Development of a Monoclonal Antibody-Based ELISA for the Detection of Alternaria Mycotoxin Tenuazonic Acid in Food Samples

In this study, a specific monoclonal antibody (mAb) against Alternaria mycotoxin tenuazonic acid (TeA) was prepared and a sensitive indirect competitive enzyme-linked immunosorbent assay (ic-ELISA) for the detection of TeA was developed. Tenuazonic acid coupled with carboxymethoxylamine hemihydrochloride (TeA-CMO) was conjugated to keyhole limpet hemocyanin (KLH) as an immunogen for Balb/c mice injection. The hybridoma cell line 3F10 secreting the mAb specific to TeA was obtained, and then by intraperitoneal injection and the caprylic acid-ammonium sulfate precipitation, the purified mAb was prepared and identified as the immunoglobulin G1 isotypes. The affinity constant ( k D ) of the mAb was 3.045 E −3 M by SPR analysis. Based on this mAb, an ic-ELISA was established after optimization of assay condition, namely the concentration of coating antigen and antibody were 250 ng/mL and 125 ng/mL respectively, competition time of antigen-antibody was 40 min, and incubation time of secondary antibody was 40 min in 0.01 M PBS buffer (pH 7.4).

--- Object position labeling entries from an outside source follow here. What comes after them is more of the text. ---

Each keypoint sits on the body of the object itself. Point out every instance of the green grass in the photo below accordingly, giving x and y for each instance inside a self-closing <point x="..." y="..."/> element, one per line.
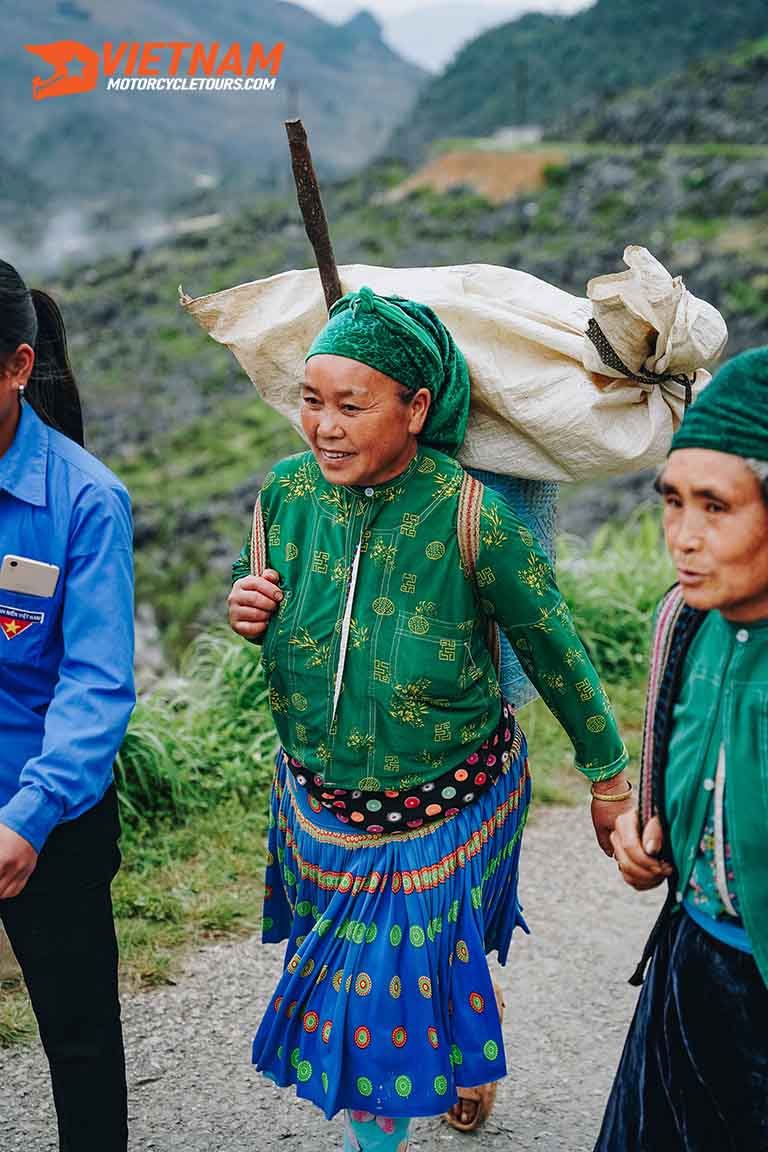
<point x="195" y="771"/>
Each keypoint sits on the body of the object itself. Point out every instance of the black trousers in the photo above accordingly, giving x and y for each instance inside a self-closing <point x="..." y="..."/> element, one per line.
<point x="62" y="932"/>
<point x="693" y="1076"/>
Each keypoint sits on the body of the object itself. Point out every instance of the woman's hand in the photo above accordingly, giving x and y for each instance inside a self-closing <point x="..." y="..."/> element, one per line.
<point x="605" y="813"/>
<point x="251" y="604"/>
<point x="17" y="862"/>
<point x="637" y="859"/>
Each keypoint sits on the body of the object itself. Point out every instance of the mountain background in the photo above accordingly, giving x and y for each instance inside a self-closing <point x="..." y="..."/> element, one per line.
<point x="107" y="167"/>
<point x="538" y="67"/>
<point x="675" y="159"/>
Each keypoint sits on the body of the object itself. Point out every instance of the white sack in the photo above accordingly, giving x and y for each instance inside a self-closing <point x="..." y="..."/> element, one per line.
<point x="537" y="410"/>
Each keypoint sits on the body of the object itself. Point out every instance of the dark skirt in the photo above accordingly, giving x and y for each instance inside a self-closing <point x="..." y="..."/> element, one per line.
<point x="693" y="1075"/>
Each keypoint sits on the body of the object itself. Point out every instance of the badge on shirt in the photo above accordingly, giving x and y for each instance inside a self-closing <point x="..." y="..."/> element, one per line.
<point x="15" y="621"/>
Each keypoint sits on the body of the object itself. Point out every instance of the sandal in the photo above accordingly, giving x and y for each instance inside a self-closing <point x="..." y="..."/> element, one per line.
<point x="484" y="1096"/>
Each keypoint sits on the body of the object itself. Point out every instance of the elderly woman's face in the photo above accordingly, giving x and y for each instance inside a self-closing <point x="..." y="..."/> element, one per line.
<point x="358" y="426"/>
<point x="716" y="530"/>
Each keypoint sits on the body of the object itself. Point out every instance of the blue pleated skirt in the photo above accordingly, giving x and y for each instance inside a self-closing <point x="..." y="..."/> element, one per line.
<point x="386" y="1002"/>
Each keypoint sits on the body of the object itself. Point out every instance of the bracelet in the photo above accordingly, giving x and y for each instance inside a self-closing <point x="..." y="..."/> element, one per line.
<point x="616" y="797"/>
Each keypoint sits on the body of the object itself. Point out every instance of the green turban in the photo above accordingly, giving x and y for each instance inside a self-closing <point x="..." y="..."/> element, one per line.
<point x="731" y="414"/>
<point x="408" y="342"/>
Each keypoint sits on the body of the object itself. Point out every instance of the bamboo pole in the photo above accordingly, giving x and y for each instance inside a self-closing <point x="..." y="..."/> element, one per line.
<point x="310" y="202"/>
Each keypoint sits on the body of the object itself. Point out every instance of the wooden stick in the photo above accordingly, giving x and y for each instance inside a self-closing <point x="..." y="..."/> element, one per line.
<point x="310" y="202"/>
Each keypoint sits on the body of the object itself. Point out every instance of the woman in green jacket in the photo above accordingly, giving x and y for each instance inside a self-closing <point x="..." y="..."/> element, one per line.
<point x="693" y="1076"/>
<point x="402" y="785"/>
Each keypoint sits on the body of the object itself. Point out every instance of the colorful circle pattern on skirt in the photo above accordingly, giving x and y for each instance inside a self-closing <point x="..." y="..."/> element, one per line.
<point x="386" y="1002"/>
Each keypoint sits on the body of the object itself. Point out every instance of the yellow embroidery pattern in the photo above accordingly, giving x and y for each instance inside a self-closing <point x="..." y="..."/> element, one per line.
<point x="318" y="653"/>
<point x="535" y="575"/>
<point x="492" y="531"/>
<point x="585" y="689"/>
<point x="408" y="704"/>
<point x="302" y="483"/>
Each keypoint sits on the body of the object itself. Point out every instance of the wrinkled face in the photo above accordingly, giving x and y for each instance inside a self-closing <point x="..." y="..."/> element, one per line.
<point x="356" y="422"/>
<point x="716" y="530"/>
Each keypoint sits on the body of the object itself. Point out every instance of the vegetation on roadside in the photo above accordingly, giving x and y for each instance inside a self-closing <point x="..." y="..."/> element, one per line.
<point x="195" y="770"/>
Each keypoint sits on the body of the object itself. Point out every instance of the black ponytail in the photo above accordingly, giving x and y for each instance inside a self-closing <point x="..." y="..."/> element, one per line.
<point x="33" y="318"/>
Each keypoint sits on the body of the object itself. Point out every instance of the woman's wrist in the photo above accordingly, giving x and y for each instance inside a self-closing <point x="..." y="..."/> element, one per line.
<point x="617" y="783"/>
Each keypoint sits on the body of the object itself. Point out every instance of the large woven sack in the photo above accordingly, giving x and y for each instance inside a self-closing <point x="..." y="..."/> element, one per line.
<point x="547" y="402"/>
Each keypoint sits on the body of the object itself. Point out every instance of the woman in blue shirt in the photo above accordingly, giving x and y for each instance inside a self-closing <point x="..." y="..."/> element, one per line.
<point x="66" y="696"/>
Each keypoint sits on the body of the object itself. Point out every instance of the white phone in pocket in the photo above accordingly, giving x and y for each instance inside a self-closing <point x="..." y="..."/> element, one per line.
<point x="20" y="574"/>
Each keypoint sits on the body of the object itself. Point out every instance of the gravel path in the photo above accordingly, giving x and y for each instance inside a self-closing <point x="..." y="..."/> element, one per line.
<point x="191" y="1085"/>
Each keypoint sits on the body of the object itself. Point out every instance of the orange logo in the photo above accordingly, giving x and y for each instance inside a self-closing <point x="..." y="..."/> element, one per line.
<point x="15" y="621"/>
<point x="158" y="66"/>
<point x="76" y="69"/>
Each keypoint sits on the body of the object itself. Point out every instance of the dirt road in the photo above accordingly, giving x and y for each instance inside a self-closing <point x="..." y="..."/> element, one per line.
<point x="192" y="1086"/>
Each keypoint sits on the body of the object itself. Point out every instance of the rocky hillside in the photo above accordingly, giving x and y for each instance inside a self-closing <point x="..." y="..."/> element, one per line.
<point x="534" y="69"/>
<point x="105" y="165"/>
<point x="716" y="100"/>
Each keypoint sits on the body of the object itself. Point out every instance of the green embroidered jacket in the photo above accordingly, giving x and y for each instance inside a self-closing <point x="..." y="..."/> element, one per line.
<point x="419" y="691"/>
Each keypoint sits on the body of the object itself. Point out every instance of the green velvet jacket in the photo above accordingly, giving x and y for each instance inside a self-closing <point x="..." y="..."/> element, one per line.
<point x="723" y="700"/>
<point x="418" y="691"/>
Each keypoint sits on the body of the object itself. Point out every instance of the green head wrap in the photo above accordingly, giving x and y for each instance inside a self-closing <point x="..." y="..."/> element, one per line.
<point x="731" y="414"/>
<point x="408" y="342"/>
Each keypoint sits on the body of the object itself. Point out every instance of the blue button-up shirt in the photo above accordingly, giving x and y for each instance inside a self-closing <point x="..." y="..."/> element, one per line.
<point x="66" y="661"/>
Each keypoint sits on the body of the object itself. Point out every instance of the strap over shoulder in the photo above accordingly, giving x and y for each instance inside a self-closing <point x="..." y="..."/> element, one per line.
<point x="675" y="627"/>
<point x="468" y="530"/>
<point x="258" y="540"/>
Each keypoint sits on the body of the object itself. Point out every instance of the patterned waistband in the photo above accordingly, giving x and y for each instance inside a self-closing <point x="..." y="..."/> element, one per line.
<point x="322" y="833"/>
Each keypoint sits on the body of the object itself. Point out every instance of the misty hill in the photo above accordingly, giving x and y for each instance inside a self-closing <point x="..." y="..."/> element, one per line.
<point x="722" y="99"/>
<point x="535" y="68"/>
<point x="182" y="425"/>
<point x="432" y="36"/>
<point x="114" y="154"/>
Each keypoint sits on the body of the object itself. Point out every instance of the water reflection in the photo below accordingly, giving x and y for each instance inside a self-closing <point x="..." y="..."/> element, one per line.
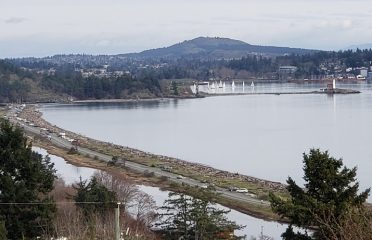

Under the optimized condition, the IC 50 value and the detection limit (LOD) were 18.50 ng/mL and 1.00 ng/mL respectively. The average recovery rate from spiked beer, apple juice, and grape juice was from 85.0 to 120.0%. A squared coefficient of correlation ( R 2 ) between ic-ELISA and HPLC method was 0.9732. The established ic-ELISA provides an acceptable technique for the detection of TeA residue in food samples.